Она говорила дружелюбно, но очень быстро, чтобы побороть свою ярость. Розине не хотелось, чтобы их отношения закончились сценой ревности.
– Итак, ты нашел свеженькое тело, Казанова? Кто она? Официантка из бара или продавщица из супермаркета?
Фаусто, казалось, размышлял, а потом набрался смелости и сказал:
– Ты мне осточертела!
– Лестное замечание, чемпион. Из тебя вышел бы неплохой адвокат.
У него была огромная сумка, в которую он запихивал свои вещи.
– Ты хотя бы заметил, что строительство закончилось? И теперь мою территорию никогда больше не назовут «строительным участком»?
Фаусто молчал.
– По крайней мере, пока ты не удрал, ты должен знать: все это я делала ради тебя. Я не могу сказать, во сколько мне это обошлось, так как я тратила, не считая. На это ушли все мои деньги. Пожертвуй тремя минутами, чтобы посмотреть на все это, окажи мне последнюю любезность.
Розина взяла его за руку, увлекая за собой. Фаусто резко отдернул руку, но пошел следом. Они направились к котловине; в лучах утреннего солнца кольцо асфальта блестело, словно рыбья чешуя.
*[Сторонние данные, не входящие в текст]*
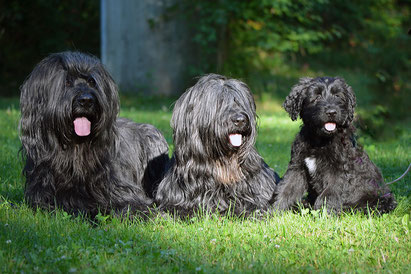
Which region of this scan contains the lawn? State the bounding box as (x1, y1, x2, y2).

– Что это такое? – спросил итальянец. Розина взорвалась.
– Он еще спрашивает, что это! Ты мудак или велосипедист? Велодром, олух! Я думала, что ты будешь здесь тренироваться со своими одноклубниками. Мы бы устраивали тут региональные отборочные соревнования. В центре был бы буфет, где подавались бы напитки, картошка фри, сандвичи. Это было бы так здорово и называлось бы все это «Велодром Фаусто Феррари».
Розина смутно надеялась увидеть на его лице хоть какие-то признаки волнения, но там не было ничего, кроме презрения и оцепенелого изумления.
Фаусто, глядя на Розину, покрутил указательным пальцем у виска.
– Где ты видела такие велодромы? Эта штуковина абсолютно плоская, непригодная к виражам. Здесь только можно кататься на роликах. Надо быть круглой идиоткой, чтобы строить велодром, не имея о нем никакого понятия! Пока, старая развалина!
Розина не смотрела, как он уходил, а тупо глядела на свое бесполезное детище до тех пор, пока не затихли звуки удаляющегося мотора.
* * *
– Но кто тебе наговорил весь этот вздор! – возмущалась Гертруда. – Держу пари, что это впавший в маразм Вальтер?
– Вовсе нет, – солгал Эдуар. – Меня обеспокоил визит вашего банкира.
– Он пришел обсудить со мной вопрос о помещении капитала.
– Вы говорите правду, ба Гертруда?
– Я надеюсь, ты прекратишь об этом тревожиться!
– Тем не менее я хочу отменить все приемы. К сожалению, ближайший прием отменить нельзя, но он будет последним, тем более что они меня больше не развлекают. Мне стыдно, что я потратил такую громадную сумму на свой гардероб.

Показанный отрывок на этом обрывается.